**Infini Neobank Faces $49.5 Million Hack, But Users Can Rest Easy with Promised Compensation and Ongoing Investigation**
Infini, a crypto-focused neobank, has recently experienced a significant security breach, resulting in a loss of $49.5 million. The hacker took advantage of vulnerabilities within the platform, accessing a contract linked to Infini and converting the stolen funds into Ethereum (ETH). The rapid laundering and movement of these funds have raised alarms within the crypto community regarding security practices.
The incident was first reported on February 24, when CertiK, a well-known blockchain security firm, detected unusual activities on Infini’s network. At around 3:18 am UTC, CertiK identified unauthorized transfers from an Infini-related Ethereum contract. The attacker accessed the account “0xc49b…” and withdrew 49.5 million USDC, a stablecoin pegged to the U.S. dollar. After the theft, the hacker exchanged the entire amount for DAI, another Ethereum-based stablecoin, and acquired 17,696 ETH. According to on-chain tracking service Lookonchain, the ETH was subsequently transferred to a new wallet address, “0xfcc8…6e49,” which is now under close observation by crypto analysts.
In a tweet, Lookonchain confirmed the hack, stating, “It seems that the stablecoin bank @0xinfini was hacked and 49.5M $USDC was stolen. The hacker swapped 49.5M $USDC for 49.5M $DAI and bought 17,696 $ETH. The 17,696 $ETH was transferred to a new wallet ‘0xfcc8…6e49’.”
The Role of Tornado Cash and the Leak of Private Key
PeckShieldAlert, another blockchain tracking service, provided additional insights, revealing that a community member had flagged suspicious transactions involving Tornado Cash, a privacy tool often linked to money laundering. The tracker suggested that a leak of a private key associated with Infini’s system may have allowed the hacker to bypass security protocols. PeckShieldAlert confirmed that the compromised key, “0xc49b…e3e1,” enabled the attacker to manipulate the platform’s funds. This breach has raised serious concerns about key management practices and vulnerabilities in smart contract security, with the leaked private key appearing to be the hacker’s main entry point, highlighting potential flaws in Infini’s internal controls.

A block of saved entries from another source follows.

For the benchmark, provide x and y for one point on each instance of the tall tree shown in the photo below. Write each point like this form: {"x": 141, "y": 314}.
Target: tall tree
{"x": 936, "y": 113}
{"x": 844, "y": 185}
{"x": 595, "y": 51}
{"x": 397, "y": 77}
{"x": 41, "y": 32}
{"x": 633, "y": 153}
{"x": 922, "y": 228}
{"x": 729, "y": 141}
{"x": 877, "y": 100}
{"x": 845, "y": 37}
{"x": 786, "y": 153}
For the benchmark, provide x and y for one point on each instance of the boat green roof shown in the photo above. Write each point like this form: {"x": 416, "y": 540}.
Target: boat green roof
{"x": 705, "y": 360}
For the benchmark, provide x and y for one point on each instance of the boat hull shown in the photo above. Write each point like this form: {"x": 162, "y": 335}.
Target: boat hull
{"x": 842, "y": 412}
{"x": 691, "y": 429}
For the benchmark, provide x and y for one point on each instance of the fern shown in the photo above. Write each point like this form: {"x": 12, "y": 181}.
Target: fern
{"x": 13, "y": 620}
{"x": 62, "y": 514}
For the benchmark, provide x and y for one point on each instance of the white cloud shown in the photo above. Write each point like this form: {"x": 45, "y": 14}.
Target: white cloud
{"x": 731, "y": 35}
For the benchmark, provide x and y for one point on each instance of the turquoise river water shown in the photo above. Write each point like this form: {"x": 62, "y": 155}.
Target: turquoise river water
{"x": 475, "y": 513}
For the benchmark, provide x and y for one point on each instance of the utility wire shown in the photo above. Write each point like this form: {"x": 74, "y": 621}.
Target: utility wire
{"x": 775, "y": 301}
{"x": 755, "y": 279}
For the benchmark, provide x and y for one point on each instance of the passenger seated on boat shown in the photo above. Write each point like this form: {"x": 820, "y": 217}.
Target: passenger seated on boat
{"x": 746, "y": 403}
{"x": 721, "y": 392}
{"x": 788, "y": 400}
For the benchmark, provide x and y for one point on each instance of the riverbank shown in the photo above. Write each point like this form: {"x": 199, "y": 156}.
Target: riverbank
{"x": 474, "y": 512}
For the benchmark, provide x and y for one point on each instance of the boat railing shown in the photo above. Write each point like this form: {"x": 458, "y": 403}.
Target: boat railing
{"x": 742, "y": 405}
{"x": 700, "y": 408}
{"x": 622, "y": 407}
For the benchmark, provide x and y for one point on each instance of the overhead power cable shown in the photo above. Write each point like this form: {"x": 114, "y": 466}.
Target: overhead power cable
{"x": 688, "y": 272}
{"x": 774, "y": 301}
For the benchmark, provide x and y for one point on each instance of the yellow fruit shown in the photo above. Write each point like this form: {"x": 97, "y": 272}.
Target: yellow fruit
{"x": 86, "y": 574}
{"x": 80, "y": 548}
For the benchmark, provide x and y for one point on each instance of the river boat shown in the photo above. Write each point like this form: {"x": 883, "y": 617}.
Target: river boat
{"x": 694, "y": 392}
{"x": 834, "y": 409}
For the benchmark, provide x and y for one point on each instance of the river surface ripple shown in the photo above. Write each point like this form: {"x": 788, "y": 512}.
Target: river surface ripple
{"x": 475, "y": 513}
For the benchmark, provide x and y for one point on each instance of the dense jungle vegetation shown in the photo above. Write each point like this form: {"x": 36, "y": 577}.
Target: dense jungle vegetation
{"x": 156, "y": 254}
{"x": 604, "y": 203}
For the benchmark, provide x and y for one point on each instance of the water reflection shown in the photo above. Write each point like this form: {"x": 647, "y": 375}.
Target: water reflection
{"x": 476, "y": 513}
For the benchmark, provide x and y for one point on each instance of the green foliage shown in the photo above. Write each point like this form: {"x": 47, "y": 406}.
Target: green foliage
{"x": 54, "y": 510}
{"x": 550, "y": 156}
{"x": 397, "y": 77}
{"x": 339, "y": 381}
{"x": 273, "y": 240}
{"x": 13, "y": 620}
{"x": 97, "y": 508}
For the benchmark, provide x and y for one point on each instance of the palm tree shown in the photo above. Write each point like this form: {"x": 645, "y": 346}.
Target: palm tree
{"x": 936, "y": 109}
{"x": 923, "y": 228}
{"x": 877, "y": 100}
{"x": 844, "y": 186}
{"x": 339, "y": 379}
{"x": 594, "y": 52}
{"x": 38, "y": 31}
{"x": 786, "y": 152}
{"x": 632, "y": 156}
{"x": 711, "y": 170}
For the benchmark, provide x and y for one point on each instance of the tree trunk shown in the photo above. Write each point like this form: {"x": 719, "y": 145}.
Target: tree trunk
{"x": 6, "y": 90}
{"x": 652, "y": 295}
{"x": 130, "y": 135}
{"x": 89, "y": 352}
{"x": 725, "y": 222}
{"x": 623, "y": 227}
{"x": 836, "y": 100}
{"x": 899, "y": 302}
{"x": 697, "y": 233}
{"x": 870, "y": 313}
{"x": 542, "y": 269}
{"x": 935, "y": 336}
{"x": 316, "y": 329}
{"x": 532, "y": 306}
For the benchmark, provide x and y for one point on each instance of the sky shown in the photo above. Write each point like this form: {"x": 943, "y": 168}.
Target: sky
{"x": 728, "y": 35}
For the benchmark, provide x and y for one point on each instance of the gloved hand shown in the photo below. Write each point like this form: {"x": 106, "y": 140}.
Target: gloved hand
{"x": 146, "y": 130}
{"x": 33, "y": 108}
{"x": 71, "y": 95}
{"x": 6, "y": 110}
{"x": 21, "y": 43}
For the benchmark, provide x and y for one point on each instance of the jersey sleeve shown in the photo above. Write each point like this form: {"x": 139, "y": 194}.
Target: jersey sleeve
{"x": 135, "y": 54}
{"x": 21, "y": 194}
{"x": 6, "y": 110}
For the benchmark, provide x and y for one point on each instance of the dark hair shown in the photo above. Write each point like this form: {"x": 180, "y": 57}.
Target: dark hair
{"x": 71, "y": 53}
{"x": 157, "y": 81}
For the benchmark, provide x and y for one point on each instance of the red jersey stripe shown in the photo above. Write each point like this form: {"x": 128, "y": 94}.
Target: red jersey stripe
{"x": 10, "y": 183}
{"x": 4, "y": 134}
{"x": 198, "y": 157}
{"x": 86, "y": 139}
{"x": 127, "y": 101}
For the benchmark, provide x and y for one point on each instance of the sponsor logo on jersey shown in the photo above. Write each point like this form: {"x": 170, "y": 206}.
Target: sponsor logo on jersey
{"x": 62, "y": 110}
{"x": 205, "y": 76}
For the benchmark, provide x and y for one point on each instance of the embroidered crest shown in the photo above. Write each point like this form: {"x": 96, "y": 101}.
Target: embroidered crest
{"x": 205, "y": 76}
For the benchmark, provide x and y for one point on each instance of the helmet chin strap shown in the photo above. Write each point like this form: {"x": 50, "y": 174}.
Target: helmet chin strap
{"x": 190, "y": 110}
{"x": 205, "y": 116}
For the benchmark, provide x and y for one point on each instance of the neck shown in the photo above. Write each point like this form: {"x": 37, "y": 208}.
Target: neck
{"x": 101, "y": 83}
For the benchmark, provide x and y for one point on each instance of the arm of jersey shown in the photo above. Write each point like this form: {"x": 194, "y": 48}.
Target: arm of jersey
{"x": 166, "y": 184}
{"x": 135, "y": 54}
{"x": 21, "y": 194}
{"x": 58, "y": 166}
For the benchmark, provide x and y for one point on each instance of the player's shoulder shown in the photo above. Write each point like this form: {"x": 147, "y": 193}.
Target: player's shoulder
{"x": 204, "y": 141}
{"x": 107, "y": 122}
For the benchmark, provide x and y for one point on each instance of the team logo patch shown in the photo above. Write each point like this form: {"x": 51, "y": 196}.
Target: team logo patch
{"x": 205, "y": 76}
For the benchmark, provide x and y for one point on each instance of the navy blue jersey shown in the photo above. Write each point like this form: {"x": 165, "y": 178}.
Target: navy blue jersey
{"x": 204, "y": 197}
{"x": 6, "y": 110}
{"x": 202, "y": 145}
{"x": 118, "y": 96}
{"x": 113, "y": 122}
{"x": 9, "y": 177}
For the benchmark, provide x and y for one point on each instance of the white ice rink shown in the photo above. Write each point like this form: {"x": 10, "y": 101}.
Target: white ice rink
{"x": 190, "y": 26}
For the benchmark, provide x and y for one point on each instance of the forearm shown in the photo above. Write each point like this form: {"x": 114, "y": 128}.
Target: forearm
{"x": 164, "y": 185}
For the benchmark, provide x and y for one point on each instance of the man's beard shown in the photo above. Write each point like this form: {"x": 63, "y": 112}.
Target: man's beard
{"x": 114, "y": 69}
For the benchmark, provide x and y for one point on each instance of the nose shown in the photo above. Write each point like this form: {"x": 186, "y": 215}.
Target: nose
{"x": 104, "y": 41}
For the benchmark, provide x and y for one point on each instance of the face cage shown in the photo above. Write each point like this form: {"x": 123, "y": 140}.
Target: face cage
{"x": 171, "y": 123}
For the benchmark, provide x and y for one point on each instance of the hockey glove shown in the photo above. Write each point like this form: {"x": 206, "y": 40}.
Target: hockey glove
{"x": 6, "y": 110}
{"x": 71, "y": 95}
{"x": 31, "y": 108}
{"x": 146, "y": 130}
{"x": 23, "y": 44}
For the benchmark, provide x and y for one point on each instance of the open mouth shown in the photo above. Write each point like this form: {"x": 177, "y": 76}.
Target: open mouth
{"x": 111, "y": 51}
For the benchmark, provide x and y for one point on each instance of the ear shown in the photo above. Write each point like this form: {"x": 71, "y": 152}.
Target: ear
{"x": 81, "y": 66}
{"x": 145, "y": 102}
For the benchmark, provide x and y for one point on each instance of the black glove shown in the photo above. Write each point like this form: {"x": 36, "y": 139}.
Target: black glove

Investigation Underway and Compensation Promised
In response to this incident, Infini has assured its users that their ability to withdraw funds remains unaffected. Despite the gravity of the attack, the neobank has successfully processed all withdrawal requests, totaling over $500,000. Christian Li, the founder of Infini, has reassured users that the investigation into the breach is ongoing, emphasizing the commitment to full compensation for those impacted. Users can feel confident that Infini is taking the necessary steps to address the situation and enhance security measures moving forward.